Cummins, Engines, Showcase

A Change of Heart

A Change of Heart

Before having a change of heart and deciding to repower his K104 Kenworth with a Cummins X15 Euro 3 engine, Jason Cocks weighed up all the economics in what eventually became a clear-cut verdict.

“I looked at every cost aspect, including rebuilding the C15 which was the original engine in the truck,” he says. “But in the end there were several factors strongly in favour of Cummins.

“The projected improvement in fuel economy was important, as was the fact I could repower with a brand new Euro 3 engine,” he says. “I’ve calculated it will pay for itself within two years.”

Operating as Jason Cocks Transport, he also knew he could count on the well-credentialed service support provided by the Cummins Wodonga (Vic) branch which carried out the repower.

Image: Cummins South Pacific

Popular for repower

The X15 Euro 3 engine is becoming a popular repower option.

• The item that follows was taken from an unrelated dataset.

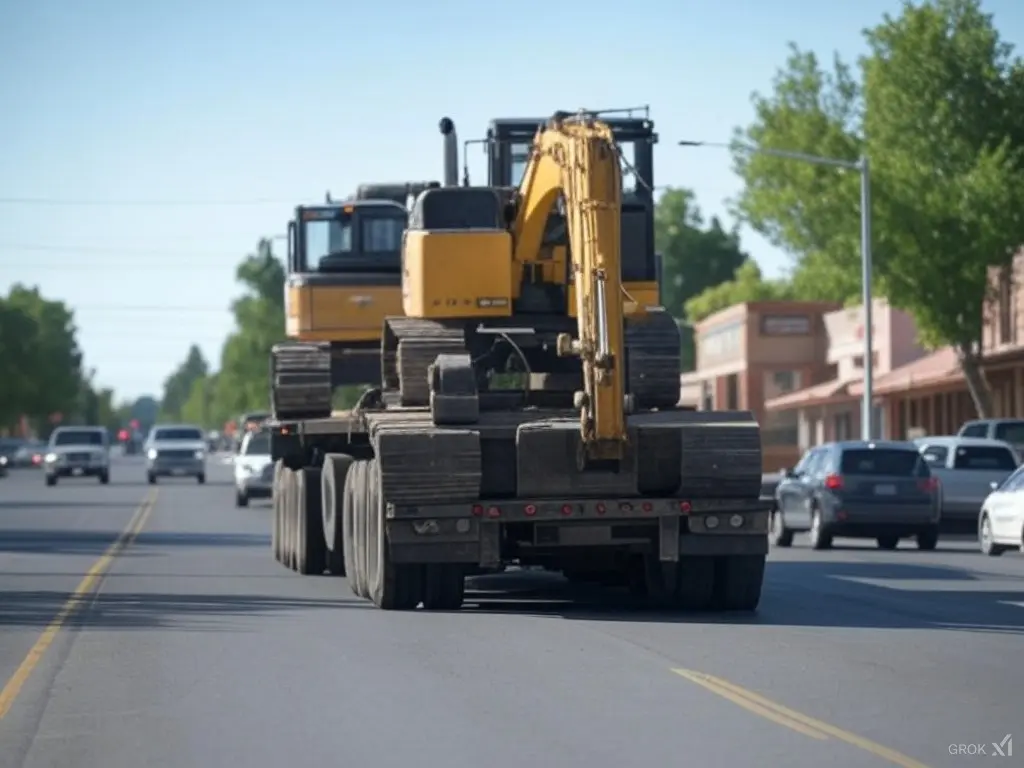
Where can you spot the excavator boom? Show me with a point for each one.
(576, 159)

It shares the same base engine hardware as the X15 Euro 6 powerhouse but without SCR after-treatment; it can only be installed in pre-2008 registered on-highway trucks.

Cocks, 37, was impressed with Cummins Wodonga’s project management and the installation of the X15 rated at 550 hp/1850 lb ft. His K104 does tarped single trailer work as well as tipper B-double and road train double haulage.

“The communication from the branch was great. They kept me up to date on a daily basis,” he states.

The odometer in his 22-year-old Kenworth K104 Aerodyne has now spun up to 2.6 million kilometres. The KW had two previous owners, Wayne Sebire and Neil Lemin, both of whom were known to maintain their equipment well.

Jason admits to being a perfectionist, and his neatly presented K104 is evidence of that. “She’s a neat old banger,” he quips.

Image: Cummins South Pacific

Legacy engine

While Cummins’ reputation for industry-leading service support was among the key factors that swung him over to the X15, his experience with legacy Cummins engines also influenced his thinking.

“The Gen II Signature 600 was an impressive engine,” he says, recalling driving stints in Western Australia in several Kenworths, hauling fuel and ammonium nitrate in a quad road train combination.

Trucking has long been in the blood of the Cocks family. Jason’s father, Ivan, was a career driver and so it wasn’t surprising that Jason himself would end up piloting trucks – which he has done for 15 years, working for several well-known companies on the east and west coasts, before the lure of starting his own business as an owner-driver took hold.

He has a sound mechanical knowledge, a lot of which he learned from his Dad over the years and which serves him well in maintaining his own truck at his base in Barooga, a border town in the Murray region of NSW.

Image: Cummins South Pacific

Fuel economy

The fuel economy improvement with the X15-powered Kenworth is every bit as good as he calculated and he expects it to improve as the engine fully beds in.

“The difference in fuel consumption between the two engines is like chalk and cheese,” he says.

“With my B-double tipper combination running at 68.5 tonnes, I’m looking at 1.8 to 1.9 km/litre with the X15 compared with 1.5 km/litre with the C15.”

He points out the X15 is returning 1.3 to 1.4 km/litre pulling a set of tippers as a road train double at 91 tonnes, while with a tarped single trailer fuel economy is usually around the 2.4 km/litre mark.